Als Janice ihre frohe Botschaft verkündete hatte, wurde sie mehr als einmal gefragt, ob sie sich je gewünscht hatte, Beine zu haben, und stets hatte sie ehrlich geantwortet, dass dem nicht so sei. Sie sei zufrieden, wie sie war. Ab und zu hatte jemand das Argument vorgebracht, dass sie nicht vermissen konnte, was sie nicht kannte, und dass es ihr anders ergangen wäre, wenn sie mit Beinen geboren worden wäre und diese dann später eingebüßt hätte. Das bestritt Janice nicht. Allerdings hatte sie aufrichtig erwidern können, dass ihr keineswegs etwas fehlte und dass sie keinen Neid gegenüber Menschen mit Beinen empfand. Keine Beine zu haben, war Teil ihrer Persönlichkeit gewesen. Sie hatte nie einen Gedanken auf Prothesen verschwendet, und wenn es ein chirurgisches Verfahren gegeben hätte, um ihr Beine zu geben, hätte sie dieses abgelehnt. Die Möglichkeit, dass Gott ihr Beine schenken könnte, war ihr nie in den Sinn gekommen.

Dass sie nun Beine hatte, führte unter anderem dazu, dass ihr Männer mehr Aufmerksamkeit entgegenbrachten. Früher hatten sich meist nur Männer mit einem Fetisch für Amputierte oder solche mit einem Märtyrerkomplex für sie interessiert.

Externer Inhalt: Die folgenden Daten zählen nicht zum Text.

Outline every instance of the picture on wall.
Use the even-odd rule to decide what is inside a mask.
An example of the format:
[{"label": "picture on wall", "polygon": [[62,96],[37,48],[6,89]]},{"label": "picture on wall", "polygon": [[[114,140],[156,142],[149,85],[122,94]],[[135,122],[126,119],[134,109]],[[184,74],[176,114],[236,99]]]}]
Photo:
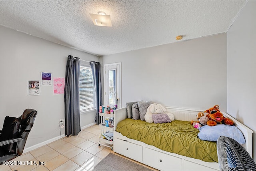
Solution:
[{"label": "picture on wall", "polygon": [[65,87],[65,78],[53,78],[54,94],[64,94]]},{"label": "picture on wall", "polygon": [[27,89],[28,95],[40,95],[40,81],[28,81]]},{"label": "picture on wall", "polygon": [[41,72],[41,86],[52,86],[52,73]]}]

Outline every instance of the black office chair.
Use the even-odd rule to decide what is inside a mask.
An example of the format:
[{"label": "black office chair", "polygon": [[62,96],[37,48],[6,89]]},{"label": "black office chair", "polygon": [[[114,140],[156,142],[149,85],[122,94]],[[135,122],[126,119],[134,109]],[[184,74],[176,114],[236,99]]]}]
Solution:
[{"label": "black office chair", "polygon": [[37,111],[27,109],[19,117],[6,116],[0,130],[0,165],[21,155]]}]

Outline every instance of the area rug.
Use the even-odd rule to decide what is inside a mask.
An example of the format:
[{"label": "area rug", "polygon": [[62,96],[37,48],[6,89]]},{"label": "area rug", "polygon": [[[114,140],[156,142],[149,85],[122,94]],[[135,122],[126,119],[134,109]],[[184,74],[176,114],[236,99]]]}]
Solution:
[{"label": "area rug", "polygon": [[94,171],[151,171],[138,164],[110,153],[98,163]]}]

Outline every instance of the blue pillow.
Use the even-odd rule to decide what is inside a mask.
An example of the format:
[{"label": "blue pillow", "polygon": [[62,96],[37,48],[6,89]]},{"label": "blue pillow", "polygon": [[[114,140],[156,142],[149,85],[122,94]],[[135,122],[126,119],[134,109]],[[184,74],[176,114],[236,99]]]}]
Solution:
[{"label": "blue pillow", "polygon": [[202,140],[216,141],[221,136],[234,139],[241,144],[245,143],[243,134],[235,126],[218,124],[215,126],[204,125],[198,128],[200,131],[197,136]]}]

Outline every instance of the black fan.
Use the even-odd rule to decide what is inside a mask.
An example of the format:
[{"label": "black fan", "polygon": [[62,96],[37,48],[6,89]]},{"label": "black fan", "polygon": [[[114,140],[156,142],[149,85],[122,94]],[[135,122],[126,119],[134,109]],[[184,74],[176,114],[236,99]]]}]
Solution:
[{"label": "black fan", "polygon": [[249,153],[231,138],[218,138],[217,153],[221,171],[256,171],[256,164]]}]

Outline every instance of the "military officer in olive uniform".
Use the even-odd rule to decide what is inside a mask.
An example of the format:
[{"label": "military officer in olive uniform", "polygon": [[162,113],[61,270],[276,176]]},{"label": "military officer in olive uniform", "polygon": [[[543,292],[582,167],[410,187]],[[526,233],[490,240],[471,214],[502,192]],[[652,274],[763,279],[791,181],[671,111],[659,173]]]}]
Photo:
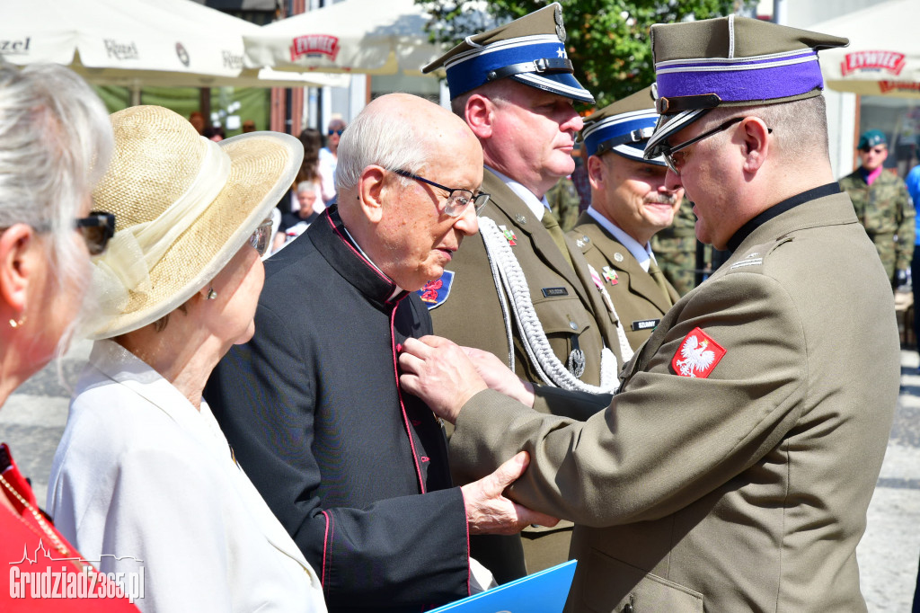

Jetzt aber schienen alle möglichen Männer sie attraktiv zu finden. Als sie bemerkte, dass sich Ethan Mead für sie interessierte, dachte sie anfänglich, dass er romantische Gefühle für sie hegte, was sie ziemlich beunruhigend fand, da er offensichtlich verheiratet war.

Ethan hatte Janice bei einem Treffen der Selbsthilfegruppe angesprochen und danach begonnen, ihre Vorträge zu besuchen. Als er sie zu einem gemeinsamen Restaurantbesuch einlud, wollte sie Näheres über seine Absichten wissen, und er legte ihr seine Theorie dar. Er konnte nicht sagen, wie ihr Schicksal mit dem seinen verbunden war, er wusste nur, dass es das war.

Sie blieb zwar skeptisch, lehnte aber seine Theorie nicht vollständig ab. Ethan gestand, dass er keine Antworten auf ihre Fragen hatte, aber bestrebt war, ihr zu helfen, welche zu finden. Vorsichtig willigte Janice ein, ihm bei seiner Sinnsuche zu helfen, und er versprach, ihr nicht zur Last zu fallen. Sie verabredeten sich regelmäßig, um sich über die Bedeutung von Engelserscheinungen auszutauschen.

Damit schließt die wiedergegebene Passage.